君の笑顔に涙する
すると、部室の扉が大きな音をたてて開いた。
 目線を向けると、そこには汗をかいた聡が、焼きそばパンを持って立っていた。
 
「あっちー。あちいな、ここも外も! お熱い奴らがいるせいかねえ!」

 そんなことをニヤニヤとしながら、言う聡。僕は、小さくため息をついた。
 「早く扉閉めてよ。
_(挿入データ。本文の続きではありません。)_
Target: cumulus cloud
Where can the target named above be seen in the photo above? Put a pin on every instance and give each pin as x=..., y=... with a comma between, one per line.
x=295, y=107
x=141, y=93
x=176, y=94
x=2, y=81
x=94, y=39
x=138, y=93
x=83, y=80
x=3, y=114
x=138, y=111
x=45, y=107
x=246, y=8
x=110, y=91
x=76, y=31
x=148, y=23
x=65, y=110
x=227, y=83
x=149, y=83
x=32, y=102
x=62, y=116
クーラーつけてるんだから」
 僕がそう言うと、聡は「はいはいっと」と言い、扉を閉め、凛の隣の席に座った。凛の隣に聡、その正面に僕一人。これが、いつもの僕等のポジションだ。
 「お、浅野ちゃんの卵焼き、美味そう!」
 「よかったら、食べる?」
 凛は、そう言ってフォークに卵焼きを刺し、聡の口元へと差し出す。
 聡は嬉しそうに、「サンキュ!」と言って、卵焼きを口にした。
 「んーっ! 美味い! こりゃ、世界一美味い卵焼きだ!」
 そう笑って言う聡に、凛は嬉しそうに笑った。
 このようなやり取りは、最近になっては日常茶飯事だ。僕は、特に嫌とも思わず、見守っている。ふと、凛と目が合う。僕は、右へと首を傾げる。すると、凛は少し顔をしかめ、視線を逸らす。そんな凛に、僕は左へと首を傾げた。

 「ところで有さ、夏休み、勉強教えてくんね?」

 焼きそばパンを食べながら、聡は僕にそう言った。

 「はあ? なんで」
 「いやー、数学で赤点とっちゃって。夏休み、補習あんだよ」
 「知るかよ」
 「頼むよ。文庫本五冊で、どうよ」
 「……日にち決まったら、三日前には言えよ」
 「そう言ってくれると思ったよ、親友!」

 満足げに笑って、親指をたてる聡。そんな聡に、「バカ」と素っ気なく言い、視線を逸らした。